Why does $\mathbb{R}$ have two infinities instead of one?

Question

I know as a matter of fact, that $\mathbb{R}$ compactifies to a circle $S^1$. So there should, in my visualization, exist a single infinity. If I want to go from $S^1$ back to $\mathbb{R}$ I have to pick any point on $S^1$ and perform a cut. This cut can be done in two possible orientations. And the infinity in $\mathbb{R}$ is two fold separated.

Does this picture generalize to something obvious? I am eager to see a connection between this, and the existence of an orientation to a Riemannian manifold.

Answer 1

There are two natural compactifications of the reals:

• you add to to one point at infinity and you get $S^1$;
• you add to it two points at infinity and you get $[0,1]$.

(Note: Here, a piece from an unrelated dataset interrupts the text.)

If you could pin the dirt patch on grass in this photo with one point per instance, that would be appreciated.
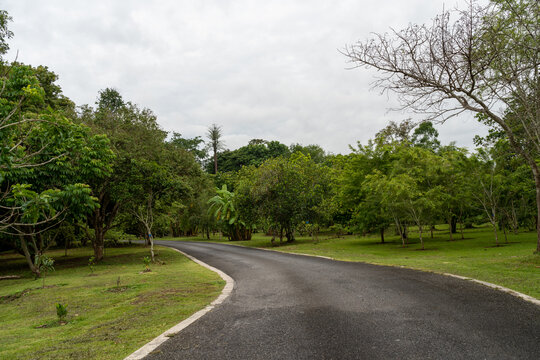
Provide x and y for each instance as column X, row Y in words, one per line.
column 117, row 289
column 10, row 277
column 11, row 297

In distinct contexts, you may use one of them or the other one.

Answer 2

You are right, we can compactify $\mathbb R$ by adding one point to create a space homeomorphic to the circle $S^1$. In fact, one-point compactifications exist in general.

However, in many cases we would want more specific information about the behavior of some topological space "at infinity" than a one-point compactification can afford us. A useful concept related to this is the idea of the ends of a topological space. The idea is to choose a nested family of compact sets whose union is the whole space, and then say something about the connected components of the complement at each stage. In the case of $\mathbb R$, there are two ends, "$+\infty$" and "$-\infty$". The study of ends of various kinds of topological spaces, including manifolds, is a rich area of study!

Answer 3

The correct concept here is that of a compactification, which is a compact space containing the original space as a dense subspace. You list two different compactifications of $\mathbb R$, the one point, and the "two point."

These can be characterized by which real valued functions can be extended to the compactification. For the one point compactification, the limits on the left and right have to be the same. For the two point, the two limits simply have to exist. But it doesn't end there. Considering the homeomorphic space $(0,1)$, the topologist's sine curve is also a compactification, adding an entire segment at the left hand side. This allows you to extend, in particular, $\sin(1/x)$.

The biggest compactification is the Stone-Cech compactification, which allows all bounded real valued functions to be extended. This is a seemingly nice property, but the resulting space is horrifyingly complicated and huge in cardinality.

Answer 4

In essence: the complement of a compact set in $\mathbb{R}$ has $2$ unbounded connected components, while in $\mathbb{R}^n$ ($n>1$) there is but one....

Answer 5

The distinguishing factor here is order. $\mathrm R$ is the unique complete, ordered field (well, provided it's also archimedean).

The complex plane has no such order. Thus, the two point compactification can give us additional information in a non-ambiguous way than a one-point compactification would, when we need such information -- this is always linked to the order on the real line.

In sum, it depends on what one is doing and which of the extensions is more convenient for what you're doing. However, sometimes we want to know not just that some quantity becomes unbounded, but whether it goes to infinity through negative or positive values -- direction of blowup tells us more than just mere blowup.